Jef Claes

On software and life

25 Mar 2012

How a web application can download and store over 2GB without you even knowing it

I have been experimenting with the HTML5 offline application cache some more over the last few days, doing boundary tests in an attempt to learn more about browser behaviour in edge cases.

One of these experiments was testing the cache quota.

Two weeks ago, I blogged about generating and serving an offline application manifest using ASP.NET MVC.

I reused that code to add hundreds of 7MB PDF files to the cache.

public ActionResult Manifest()
{     
    var cacheResources = new List<string>();
    var n = 300; // Play with this number

    for (var i = 0; i < n; i++)
        cacheResources.Add("Content/" + Url.Content("book.pdf?" + i));

    var manifestResult = new ManifestResult("1")
    {
        NetworkResources = new string[] { "*" },
        CacheResources = cacheResources
    };

    return manifestResult;
}

I initially tried adding 1000 PDF files to the cache, but this threw an error: Chrome failed to commit the new cache to the storage, because the quota would be exceeded.

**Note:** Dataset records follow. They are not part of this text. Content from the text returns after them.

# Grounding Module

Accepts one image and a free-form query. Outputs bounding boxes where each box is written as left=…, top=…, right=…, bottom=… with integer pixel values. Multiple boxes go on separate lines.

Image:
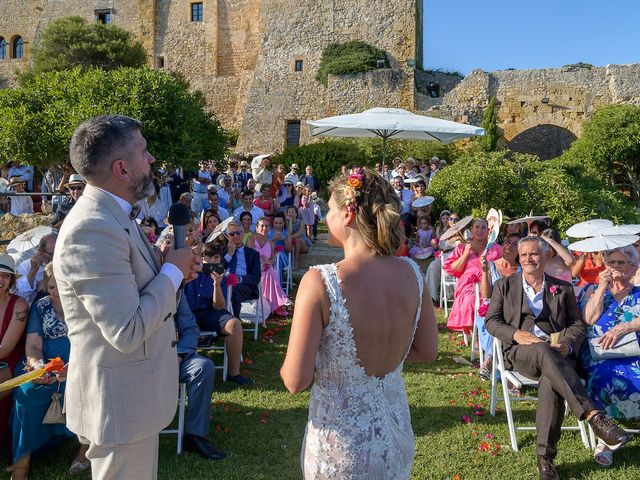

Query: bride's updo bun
left=329, top=167, right=402, bottom=256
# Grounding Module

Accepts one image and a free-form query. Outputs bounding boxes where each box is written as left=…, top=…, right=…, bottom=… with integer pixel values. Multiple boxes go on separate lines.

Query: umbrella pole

After lowering the number of files several times, I hit the sweet spot. I could add 300 PDF files to the cache without breaking it.

Looking into chrome://appcache-internals/, I can see the size of the cache being a whopping 2.2GB now for one single web application.

As a user, I had no idea that the website I’m browsing is downloading a suspicious amount of data in the background. Chrome (17.0.963.83), nor any other desktop browser that I know of, warns me. I would expect the browser to ask for my permission when a website wants to download and store such an excessive amount of data on my machine.

Something else I noticed, is that other sites now fail to commit anything to the application cache due to the browser-wide quota being exceeded. I’m pretty sure this ‘first browsed, first reserved’ approach will be a source of frustration in the future.
To handle this scenario we could use the applicationCache API to listen for quota errors, and inform the user to browse to chrome://appcache-internals/ and remove other caches in favor of the new one. This feels sketchy though; shouldn’t the browser intervene in a more elegant way here?

What are your thoughts? What would you want your browser to do in these scenarios?